"Requiring Microsoft to port Office to the Linux operating system would be a rather novel application of antitrust"
That isn't a likely or intended outcome. As the article states, the Chinese government tried and failed to introduce their own OS (Red Flag Linux), and due to that failure still have hundreds of millions of PCs running either pirated or legit copies of XP. With XP no longer supported, Redmond wanted a lot more for W7 licences, and the Chinese saw no reason to pay the higher price, or the ransom for extended XP support. The Chinese government already have the option of migrating to any one of a number of vanilla Linux distros and Open Office for next to nothing, but that's not what they want.
The purpose of this investigation is simply to put some serious pressure on Redmond to offer much better terms for W7, and if they aren't forthcoming to fine Microsoft the difference between what they charge and what Beijing want to pay, as well as to force additional costs on them. The probable outcome of this will be that the Chinese government get a much better deal on W7, the investigation will eventually close with minimal or no fines. The only remarkable thing is that Redmond have tried to hold out against the Chinese government for so long, instead of accepting the inevitable, and looking for what would be the most positive outcome after accepting that China are going to pay them peanuts.
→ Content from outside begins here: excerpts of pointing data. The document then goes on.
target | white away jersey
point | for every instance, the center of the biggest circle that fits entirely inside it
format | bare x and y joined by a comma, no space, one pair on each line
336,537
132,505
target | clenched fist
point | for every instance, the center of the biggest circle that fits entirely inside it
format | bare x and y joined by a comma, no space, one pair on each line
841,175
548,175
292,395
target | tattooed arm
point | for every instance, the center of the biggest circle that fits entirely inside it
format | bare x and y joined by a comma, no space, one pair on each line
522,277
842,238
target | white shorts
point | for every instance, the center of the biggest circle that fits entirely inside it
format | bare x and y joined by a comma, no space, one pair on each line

An example of that would have been to offer China the price they want, but only for the flagging W8, which then gives W8 serious volume and (hopefully for MS) more traction in corporate markets. Instead, Redmond's stance has hardened Beijing's position on W8, meaning that the discussions centre either on the now five years old W7, or at best on having to give away W9. Having to massively discount your next operating system before it is launched would be a staggering strategic blunder for Microsoft, but they do have a history of epic strategic blundering.